Le rapport du Times indique que les hauts responsables du Pentagone et du renseignement se sont fermement opposés au plan israélien, présentant à Trump une analyse montrant les risques significatifs d’escalade régionale. Plusieurs porte-avions américains étaient déjà positionnés dans la région du Golfe persique après la frappe contre Soleimani, mais les planificateurs militaires avertissaient qu’ils seraient insuffisants pour gérer les retombées potentielles.
« Quand on parle de tuer un chef d’État – particulièrement un qui a une importance religieuse – on entre en territoire inconnu, » a déclaré Barbara Slavin, directrice de l’Initiative sur l’Avenir de l’Iran au Conseil atlantique. « Les répercussions auraient pu être catastrophiques non seulement pour les forces américaines mais pour les partenaires dans toute la région. »
Cette révélation survient à un moment sensible. Israël et l’Iran ont échangé des frappes militaires directes en avril, marquant une nouvelle phase dangereuse dans leur guerre de l’ombre vieille de plusieurs décennies. Pendant ce temps, les négociations nucléaires entre Washington et Téhéran restent au point mort, l’Iran continuant d’enrichir l’uranium à des niveaux proches du seuil militaire.
Durant mon reportage à Téhéran l’année dernière, des responsables iraniens ont répétitivement cité l’assassinat de Soleimani comme preuve du « terrorisme d’État » américain. Un haut clerc du séminaire influent de Qom m’a confié: « S’ils avaient visé le Guide suprême, il n’y aurait eu aucune retenue dans notre réponse.«
L’administration Biden s’est distanciée de l’approche de son prédécesseur envers l’Iran, cherchant à relancer l’engagement diplomatique. Cependant, les perspectives d’une percée restent minces au milieu de la guerre d’Israël à Gaza et des préoccupations croissantes concernant le programme nucléaire iranien.
Pour les Israéliens, ce plan d’assassinat non réalisé représente une occasion manquée. « Certains dans les cercles du renseignement israélien croient encore que décapiter le leadership iranien aurait fondamentalement modifié le paysage stratégique, » a déclaré un analyste de sécurité basé à Tel-Aviv qui a demandé l’anonymat en raison de la sensibilité du sujet.

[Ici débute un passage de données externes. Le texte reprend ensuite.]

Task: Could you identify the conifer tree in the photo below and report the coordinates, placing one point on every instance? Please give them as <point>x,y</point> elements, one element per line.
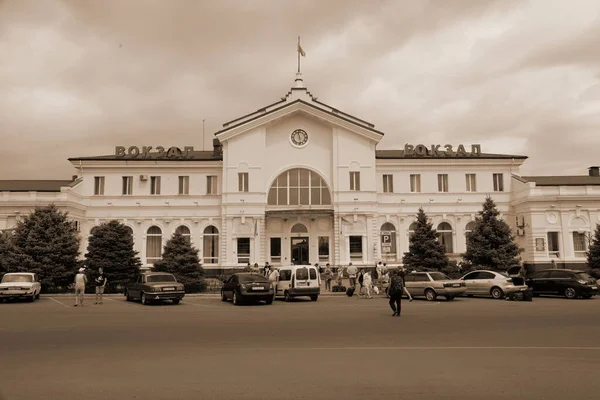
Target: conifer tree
<point>45,242</point>
<point>110,247</point>
<point>491,243</point>
<point>593,253</point>
<point>180,258</point>
<point>424,249</point>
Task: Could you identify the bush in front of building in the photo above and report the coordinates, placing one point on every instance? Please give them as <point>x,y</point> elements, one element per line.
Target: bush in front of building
<point>111,247</point>
<point>491,244</point>
<point>424,250</point>
<point>46,243</point>
<point>181,259</point>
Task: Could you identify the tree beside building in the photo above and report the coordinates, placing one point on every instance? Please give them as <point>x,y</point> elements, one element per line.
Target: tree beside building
<point>491,243</point>
<point>424,249</point>
<point>111,247</point>
<point>181,259</point>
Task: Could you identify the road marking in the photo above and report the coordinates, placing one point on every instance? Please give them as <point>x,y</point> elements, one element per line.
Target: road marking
<point>56,301</point>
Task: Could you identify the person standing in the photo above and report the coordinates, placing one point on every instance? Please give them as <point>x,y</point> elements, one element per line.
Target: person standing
<point>80,282</point>
<point>100,285</point>
<point>395,291</point>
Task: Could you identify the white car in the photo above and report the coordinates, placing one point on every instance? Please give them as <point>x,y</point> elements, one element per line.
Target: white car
<point>18,285</point>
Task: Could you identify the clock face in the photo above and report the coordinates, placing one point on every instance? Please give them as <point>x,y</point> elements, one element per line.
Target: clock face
<point>299,137</point>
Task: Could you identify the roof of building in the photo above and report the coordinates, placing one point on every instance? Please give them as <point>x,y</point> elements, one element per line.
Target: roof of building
<point>33,185</point>
<point>399,154</point>
<point>577,180</point>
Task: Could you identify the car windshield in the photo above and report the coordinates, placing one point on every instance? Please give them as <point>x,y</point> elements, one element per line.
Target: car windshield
<point>17,278</point>
<point>160,278</point>
<point>438,276</point>
<point>252,278</point>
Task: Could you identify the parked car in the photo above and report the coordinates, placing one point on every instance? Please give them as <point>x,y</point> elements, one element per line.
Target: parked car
<point>297,281</point>
<point>20,285</point>
<point>155,286</point>
<point>433,284</point>
<point>491,283</point>
<point>245,286</point>
<point>564,282</point>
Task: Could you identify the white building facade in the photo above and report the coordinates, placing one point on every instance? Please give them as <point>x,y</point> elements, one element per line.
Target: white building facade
<point>301,182</point>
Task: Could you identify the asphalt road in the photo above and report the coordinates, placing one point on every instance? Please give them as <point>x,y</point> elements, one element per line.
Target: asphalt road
<point>336,348</point>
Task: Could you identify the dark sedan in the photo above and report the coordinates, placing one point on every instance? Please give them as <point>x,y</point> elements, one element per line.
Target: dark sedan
<point>155,286</point>
<point>563,282</point>
<point>244,286</point>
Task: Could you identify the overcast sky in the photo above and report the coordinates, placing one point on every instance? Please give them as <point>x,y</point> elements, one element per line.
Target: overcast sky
<point>78,77</point>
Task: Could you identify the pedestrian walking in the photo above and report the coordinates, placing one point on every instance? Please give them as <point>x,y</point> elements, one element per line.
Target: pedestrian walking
<point>80,282</point>
<point>100,285</point>
<point>328,277</point>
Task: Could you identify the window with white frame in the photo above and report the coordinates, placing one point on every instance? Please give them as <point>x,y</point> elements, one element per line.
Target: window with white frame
<point>415,183</point>
<point>354,180</point>
<point>388,183</point>
<point>443,183</point>
<point>242,182</point>
<point>471,183</point>
<point>98,186</point>
<point>498,182</point>
<point>184,185</point>
<point>127,185</point>
<point>580,243</point>
<point>211,184</point>
<point>155,185</point>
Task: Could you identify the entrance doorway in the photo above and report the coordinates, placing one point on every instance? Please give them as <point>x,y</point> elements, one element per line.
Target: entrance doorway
<point>300,251</point>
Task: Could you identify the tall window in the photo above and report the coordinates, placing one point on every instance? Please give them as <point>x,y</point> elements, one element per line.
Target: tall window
<point>98,185</point>
<point>443,183</point>
<point>415,183</point>
<point>355,247</point>
<point>299,186</point>
<point>553,246</point>
<point>243,248</point>
<point>355,180</point>
<point>184,231</point>
<point>153,244</point>
<point>444,231</point>
<point>155,185</point>
<point>324,248</point>
<point>471,182</point>
<point>127,185</point>
<point>242,182</point>
<point>388,183</point>
<point>498,183</point>
<point>211,184</point>
<point>580,244</point>
<point>388,239</point>
<point>275,250</point>
<point>210,248</point>
<point>184,185</point>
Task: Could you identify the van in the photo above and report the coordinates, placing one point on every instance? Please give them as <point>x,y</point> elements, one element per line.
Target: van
<point>298,281</point>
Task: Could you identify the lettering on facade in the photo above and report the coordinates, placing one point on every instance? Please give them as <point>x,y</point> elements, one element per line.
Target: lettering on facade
<point>161,152</point>
<point>448,150</point>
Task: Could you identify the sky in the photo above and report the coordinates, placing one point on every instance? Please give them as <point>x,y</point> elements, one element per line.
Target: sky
<point>79,77</point>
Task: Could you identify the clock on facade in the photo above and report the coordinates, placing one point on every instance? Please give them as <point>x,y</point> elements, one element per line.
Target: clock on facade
<point>299,137</point>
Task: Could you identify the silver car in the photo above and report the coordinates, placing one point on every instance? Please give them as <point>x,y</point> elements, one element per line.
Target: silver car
<point>433,284</point>
<point>491,283</point>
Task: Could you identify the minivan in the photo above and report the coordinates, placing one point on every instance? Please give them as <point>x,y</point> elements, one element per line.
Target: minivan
<point>297,281</point>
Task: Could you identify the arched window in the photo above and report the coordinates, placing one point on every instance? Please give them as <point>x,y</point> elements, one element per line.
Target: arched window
<point>153,244</point>
<point>184,231</point>
<point>444,231</point>
<point>299,186</point>
<point>210,253</point>
<point>388,240</point>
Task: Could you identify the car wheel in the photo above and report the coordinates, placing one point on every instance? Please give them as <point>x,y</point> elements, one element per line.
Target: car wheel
<point>570,293</point>
<point>430,295</point>
<point>497,293</point>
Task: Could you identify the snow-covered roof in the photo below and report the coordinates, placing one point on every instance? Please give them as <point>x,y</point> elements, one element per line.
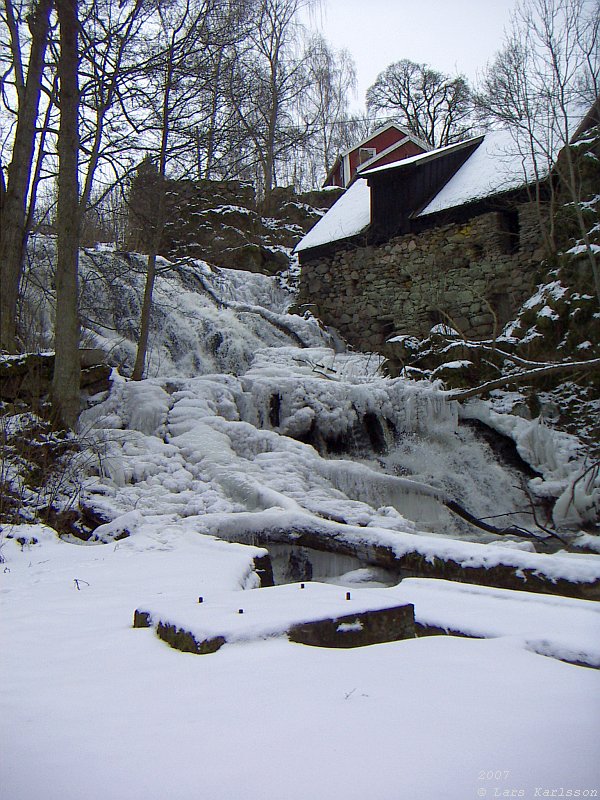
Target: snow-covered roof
<point>378,156</point>
<point>378,132</point>
<point>497,165</point>
<point>430,155</point>
<point>350,215</point>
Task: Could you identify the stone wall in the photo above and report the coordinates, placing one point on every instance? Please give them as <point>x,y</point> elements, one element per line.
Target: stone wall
<point>472,275</point>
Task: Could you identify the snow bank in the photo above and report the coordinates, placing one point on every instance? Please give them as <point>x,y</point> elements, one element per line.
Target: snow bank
<point>348,216</point>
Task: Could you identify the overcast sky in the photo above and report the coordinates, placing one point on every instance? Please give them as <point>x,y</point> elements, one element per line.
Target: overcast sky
<point>454,36</point>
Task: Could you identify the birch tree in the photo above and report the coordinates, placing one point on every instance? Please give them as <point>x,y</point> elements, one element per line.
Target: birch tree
<point>432,105</point>
<point>66,379</point>
<point>539,85</point>
<point>13,219</point>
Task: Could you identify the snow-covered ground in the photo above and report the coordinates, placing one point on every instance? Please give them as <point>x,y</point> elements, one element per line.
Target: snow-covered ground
<point>241,431</point>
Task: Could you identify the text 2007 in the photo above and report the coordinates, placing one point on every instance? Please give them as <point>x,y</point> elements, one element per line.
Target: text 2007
<point>493,774</point>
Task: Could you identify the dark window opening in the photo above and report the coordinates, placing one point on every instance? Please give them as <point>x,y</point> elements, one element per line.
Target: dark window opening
<point>366,153</point>
<point>508,224</point>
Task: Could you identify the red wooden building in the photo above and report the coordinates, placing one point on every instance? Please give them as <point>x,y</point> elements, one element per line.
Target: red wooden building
<point>384,146</point>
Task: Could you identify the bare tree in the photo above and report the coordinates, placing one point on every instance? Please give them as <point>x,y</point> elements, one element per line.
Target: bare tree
<point>169,69</point>
<point>540,85</point>
<point>331,78</point>
<point>65,383</point>
<point>14,206</point>
<point>267,85</point>
<point>431,105</point>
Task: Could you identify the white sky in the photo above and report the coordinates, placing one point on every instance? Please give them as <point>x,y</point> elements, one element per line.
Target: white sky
<point>454,36</point>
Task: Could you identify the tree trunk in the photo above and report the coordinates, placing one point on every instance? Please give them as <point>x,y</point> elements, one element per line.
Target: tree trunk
<point>65,383</point>
<point>14,211</point>
<point>140,358</point>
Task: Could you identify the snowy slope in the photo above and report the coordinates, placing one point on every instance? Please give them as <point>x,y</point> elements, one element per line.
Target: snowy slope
<point>253,425</point>
<point>350,215</point>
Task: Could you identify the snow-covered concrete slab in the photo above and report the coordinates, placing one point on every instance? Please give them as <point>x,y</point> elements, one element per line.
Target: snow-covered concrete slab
<point>560,627</point>
<point>310,613</point>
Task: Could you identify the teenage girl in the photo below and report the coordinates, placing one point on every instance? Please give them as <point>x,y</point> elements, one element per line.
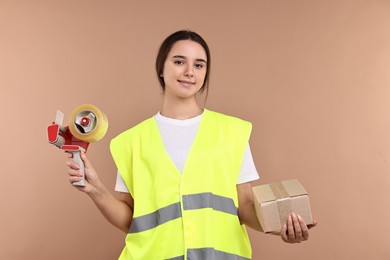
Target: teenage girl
<point>184,175</point>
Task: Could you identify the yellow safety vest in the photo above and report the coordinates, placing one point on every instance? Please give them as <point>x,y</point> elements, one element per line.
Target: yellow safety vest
<point>190,215</point>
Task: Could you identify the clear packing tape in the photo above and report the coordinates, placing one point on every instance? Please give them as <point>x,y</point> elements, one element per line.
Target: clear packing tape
<point>95,130</point>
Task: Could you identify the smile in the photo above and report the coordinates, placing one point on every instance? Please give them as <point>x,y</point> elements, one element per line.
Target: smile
<point>186,82</point>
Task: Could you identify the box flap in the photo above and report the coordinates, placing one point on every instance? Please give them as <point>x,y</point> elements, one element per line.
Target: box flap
<point>294,188</point>
<point>263,193</point>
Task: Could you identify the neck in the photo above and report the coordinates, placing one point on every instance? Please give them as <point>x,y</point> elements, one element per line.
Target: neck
<point>180,109</point>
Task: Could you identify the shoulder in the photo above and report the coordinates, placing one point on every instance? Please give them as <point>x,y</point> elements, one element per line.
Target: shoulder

Alors que Washington, Jérusalem et Téhéran poursuivent leur dangereuse danse, cette révélation offre un rare aperçu des décisions à haut risque qui façonnent la sécurité au Moyen-Orient. Elle suggère également que même au plus fort de sa position anti-iranienne, Trump reconnaissait certaines limites à ne pas franchir.
La question de savoir si son successeur partage cette retenue reste ouverte alors que la région vacille au bord d’un conflit plus large.